Home care technology can play a critical role in keeping patients out of hospitals and at home, but many providers believe new policies should be used to encourage its adoption.
Advocates for those changes were on Capitol Hill yesterday to push for legislation that would expand the use of such technology, which allows home health agencies and nurses to remotely monitor a patient’s vital signs, like heart activity and blood pressure, and be able to flag troubling symptoms before they become medical emergencies.
Such technology is important as people live longer with more chronic conditions and seek to stay in their homes, the advocates told congressional staff at a presentation sponsored by Philips Healthcare, the National Association for Home Care and Hospice and the Home Care Technology Association of America. It also could be critical as Medicare prepares to penalize hospitals next year for frequently readmitting patients within 30 days for heart failure, heart attacks and pneumonia.
“We have to come up with other solutions to manage these chronic conditions outside the expensive acute care setting,” said Mark Szewczyk, the general manager of remote patient monitoring at Philips Healthcare, a company that provides diagnostic, treatment and preventive care products including many for home health. “Telehealth and remote monitoring are really going to be solutions in the future. The reimbursement and policy piece is what we’re waiting to catch up.”
Medicare and most private insurers do not reimburse for home health care technology despite its increasing use among providers. Legislation pending in Congress seeks to expand the use of telehealth under Medicare by providing incentives to home health agencies that use it in rural and underserved urban communities and can demonstrate savings. Sen. John Thune (R-S.D.) introduced the Fostering Independence Through Technology (FITT) Act last March with eight co-sponsors. The bill creates pilot programs and other implementation procedures for efforts to demonstrate health savings and performance targets. Participants at the event are pushing for its passage this year, believing it might be likely as more lawmakers seek bipartisan cost-saving solutions.

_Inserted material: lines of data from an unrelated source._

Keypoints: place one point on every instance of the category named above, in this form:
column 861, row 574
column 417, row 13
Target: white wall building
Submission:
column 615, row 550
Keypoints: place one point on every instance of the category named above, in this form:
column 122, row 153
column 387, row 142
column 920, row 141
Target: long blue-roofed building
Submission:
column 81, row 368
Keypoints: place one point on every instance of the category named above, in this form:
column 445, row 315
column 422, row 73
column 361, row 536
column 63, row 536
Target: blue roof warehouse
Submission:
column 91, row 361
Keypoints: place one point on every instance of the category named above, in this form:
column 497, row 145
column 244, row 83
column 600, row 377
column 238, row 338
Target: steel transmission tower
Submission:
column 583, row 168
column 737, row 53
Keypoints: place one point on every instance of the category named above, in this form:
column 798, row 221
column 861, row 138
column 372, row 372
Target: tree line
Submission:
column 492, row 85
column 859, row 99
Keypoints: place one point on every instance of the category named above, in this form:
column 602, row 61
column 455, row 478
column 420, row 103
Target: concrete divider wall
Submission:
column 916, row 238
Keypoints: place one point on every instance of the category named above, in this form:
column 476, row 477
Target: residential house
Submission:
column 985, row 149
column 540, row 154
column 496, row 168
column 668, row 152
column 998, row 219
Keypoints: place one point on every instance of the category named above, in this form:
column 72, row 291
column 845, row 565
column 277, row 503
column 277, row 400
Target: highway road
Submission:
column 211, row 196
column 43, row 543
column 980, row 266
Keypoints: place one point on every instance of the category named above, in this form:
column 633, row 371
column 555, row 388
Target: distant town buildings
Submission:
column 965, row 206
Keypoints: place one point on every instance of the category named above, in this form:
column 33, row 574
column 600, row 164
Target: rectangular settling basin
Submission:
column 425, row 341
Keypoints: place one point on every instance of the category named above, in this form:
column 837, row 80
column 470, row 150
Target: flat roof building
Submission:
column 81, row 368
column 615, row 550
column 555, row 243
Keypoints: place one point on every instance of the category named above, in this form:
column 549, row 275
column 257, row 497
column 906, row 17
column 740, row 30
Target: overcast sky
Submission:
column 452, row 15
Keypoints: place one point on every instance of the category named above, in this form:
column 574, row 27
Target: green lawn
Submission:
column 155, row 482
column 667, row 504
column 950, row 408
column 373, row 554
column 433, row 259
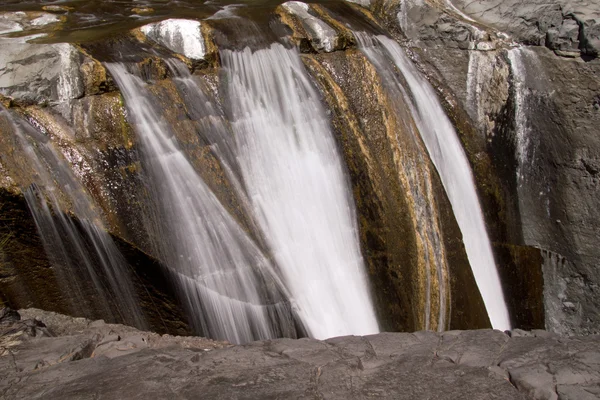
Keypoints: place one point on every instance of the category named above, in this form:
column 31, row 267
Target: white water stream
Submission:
column 300, row 198
column 223, row 276
column 452, row 164
column 83, row 249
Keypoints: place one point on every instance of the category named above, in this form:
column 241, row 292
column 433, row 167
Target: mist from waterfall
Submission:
column 452, row 164
column 296, row 185
column 225, row 281
column 82, row 253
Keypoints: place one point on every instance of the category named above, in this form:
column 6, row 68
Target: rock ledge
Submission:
column 48, row 355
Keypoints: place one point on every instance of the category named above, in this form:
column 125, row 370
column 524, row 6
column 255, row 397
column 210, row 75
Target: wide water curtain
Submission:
column 223, row 278
column 296, row 186
column 452, row 164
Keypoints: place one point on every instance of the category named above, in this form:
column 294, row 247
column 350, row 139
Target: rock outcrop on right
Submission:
column 566, row 26
column 528, row 75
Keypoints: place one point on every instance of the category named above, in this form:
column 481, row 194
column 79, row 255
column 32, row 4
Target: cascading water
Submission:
column 451, row 162
column 223, row 275
column 79, row 252
column 519, row 59
column 294, row 180
column 418, row 178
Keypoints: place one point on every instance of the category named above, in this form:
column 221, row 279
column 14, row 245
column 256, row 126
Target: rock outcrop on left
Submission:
column 519, row 80
column 49, row 355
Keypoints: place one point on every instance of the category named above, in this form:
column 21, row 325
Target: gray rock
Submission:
column 179, row 35
column 36, row 73
column 322, row 36
column 112, row 361
column 565, row 25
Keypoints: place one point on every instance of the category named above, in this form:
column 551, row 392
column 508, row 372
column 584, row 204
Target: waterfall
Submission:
column 81, row 251
column 226, row 282
column 452, row 164
column 519, row 59
column 296, row 186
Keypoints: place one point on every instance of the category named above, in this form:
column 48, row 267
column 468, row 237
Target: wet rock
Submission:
column 565, row 25
column 179, row 35
column 40, row 74
column 321, row 36
column 114, row 361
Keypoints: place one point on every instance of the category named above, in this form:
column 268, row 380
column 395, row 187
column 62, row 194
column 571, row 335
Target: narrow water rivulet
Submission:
column 81, row 251
column 452, row 165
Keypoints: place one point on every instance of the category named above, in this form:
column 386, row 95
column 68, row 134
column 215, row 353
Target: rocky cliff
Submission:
column 518, row 80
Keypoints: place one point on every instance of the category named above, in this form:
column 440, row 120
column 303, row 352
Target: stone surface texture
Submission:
column 98, row 360
column 528, row 75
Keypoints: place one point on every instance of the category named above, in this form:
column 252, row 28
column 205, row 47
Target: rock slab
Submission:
column 74, row 358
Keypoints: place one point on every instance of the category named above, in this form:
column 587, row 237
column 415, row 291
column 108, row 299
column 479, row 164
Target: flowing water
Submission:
column 453, row 167
column 296, row 185
column 226, row 282
column 81, row 251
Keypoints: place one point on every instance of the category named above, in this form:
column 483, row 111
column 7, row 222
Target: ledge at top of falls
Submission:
column 64, row 357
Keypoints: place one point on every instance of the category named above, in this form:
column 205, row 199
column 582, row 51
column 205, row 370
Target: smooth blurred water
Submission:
column 227, row 284
column 452, row 164
column 82, row 253
column 294, row 180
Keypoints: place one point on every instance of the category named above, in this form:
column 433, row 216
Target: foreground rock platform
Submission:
column 48, row 355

“You wouldn’t need a FITT Act if Medicare wasn’t out of sync with today’s medical needs,” said Suzanne Mintz, president and CEO of the National Family Caregivers Association. “The fact that Medicare doesn’t cover it is a sign that Medicare was designed as an acute care program for people who didn’t have many years to live.”
About 90 percent of seniors have at least one chronic condition and about 77 percent have two or more, according to Szewczyk.
Home health agencies are increasingly investing in such technology despite limited resources and the lack of reimbursement because they believe it will provide future cost savings. Telehealth sales are growing at an average of about 35-40 percent a year, Szewczyk said.
Speakers at the Hill meeting also noted the support that such systems can provide to patients and their families. “Family caregivers, despite their numbers, feel very isolated,” Mintz said. “The idea of being connected to a nurse who can react on the spot … has a very powerful effect.”